Now, here’s the pop quiz part: can you be in that place without falling apart? If you’re sobbing with shoulders shaking and big tusks of snot coming out of your face, the answer may be no. Call a pal, book a massage, go for a walk. You’re not ready to occupy this space for years on end. Yet.
If you couldn’t see much or you felt nothing, you may not be ready, either. Or if you can only feel one thing, self-righteous rage—unless it’s a book about a larger atrocity (i.e., you’re a Sudanese “lost boy”)—this may not b
e your forte.
Those of you who felt a living emotional connection to the past that struck you as real, those who’ve been somewhere, who brim with feeling and may even be crying, but are not devastated—come on in.
Now try writing some pages to serve as later notes.
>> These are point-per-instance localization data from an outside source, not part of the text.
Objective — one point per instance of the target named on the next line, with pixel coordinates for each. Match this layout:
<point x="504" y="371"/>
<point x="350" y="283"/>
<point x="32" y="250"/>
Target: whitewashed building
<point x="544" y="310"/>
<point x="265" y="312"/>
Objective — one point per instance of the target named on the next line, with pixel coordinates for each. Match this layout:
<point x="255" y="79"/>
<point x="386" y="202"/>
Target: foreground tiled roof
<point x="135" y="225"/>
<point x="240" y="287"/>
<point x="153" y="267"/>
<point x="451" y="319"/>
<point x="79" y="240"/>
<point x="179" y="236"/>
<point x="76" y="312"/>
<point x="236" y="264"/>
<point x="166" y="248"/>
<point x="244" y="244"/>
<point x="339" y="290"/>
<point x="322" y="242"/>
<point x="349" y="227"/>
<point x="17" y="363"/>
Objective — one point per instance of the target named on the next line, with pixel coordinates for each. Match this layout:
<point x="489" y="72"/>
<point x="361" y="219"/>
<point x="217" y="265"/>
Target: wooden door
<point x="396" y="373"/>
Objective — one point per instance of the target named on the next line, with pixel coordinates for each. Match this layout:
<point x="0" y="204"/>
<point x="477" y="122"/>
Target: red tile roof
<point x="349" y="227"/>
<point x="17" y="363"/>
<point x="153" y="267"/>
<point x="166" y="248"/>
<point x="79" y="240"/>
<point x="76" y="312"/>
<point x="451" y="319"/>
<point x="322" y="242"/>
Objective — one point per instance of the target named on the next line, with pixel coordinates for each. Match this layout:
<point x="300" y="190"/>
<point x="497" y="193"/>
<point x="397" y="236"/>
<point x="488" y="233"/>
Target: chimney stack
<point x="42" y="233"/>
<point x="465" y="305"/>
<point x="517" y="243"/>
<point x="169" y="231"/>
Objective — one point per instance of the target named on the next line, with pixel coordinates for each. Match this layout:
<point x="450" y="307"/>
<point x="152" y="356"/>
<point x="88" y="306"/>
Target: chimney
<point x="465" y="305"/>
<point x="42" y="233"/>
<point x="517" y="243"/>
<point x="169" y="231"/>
Because you’re not yet sure of voice or anything else, you’re free from the need to squash in all manner of background information, explaining what year it is, etc. That stuff will just get you back in your head and drive you nuts. You’re free to write as if all that stuff is in the reader’s head already. It will be, by the time you get to this part of the book.
You might ask, though, who are you writing for? Lots of people say, “I write for myself.” I am way less cool. I tend to imagine a writer pal I look up to, maybe a former teacher; or my son; or even my dead priest. That helps me think clearly about what order information goes in. Again, if you were telling a therapist or a friend at lunch, you’d know right away what data went where.
If you do have a reader in mind, maybe set down the scene in letter form, mustering as much carnal detail as you can feel. At the same time you’re going to try to describe your insides—either now as you watch this or then as you were in it, it doesn’t matter which point of view. And if you go back and forth to your adult self, show how that feels, to slip from present tense into a memory.
And here are some questions that might nudge you along. What were you trying to get, and how? Which ways worked? Which didn’t? If it’s a particularly awful memory for your character, you have to be sure not to make it more awful than it was. Many of us disassociate or check out during awful times, so maybe you want to convey that to the reader. The memoirist’s job is not to add explosive whammies on every page, but to help the average person come in. Otherwise, the reader will gawk at you like somebody on Springer, or she’ll pity you—in both cases, you lose some authority. The book becomes too much about your feeling and not enough about the reader’s.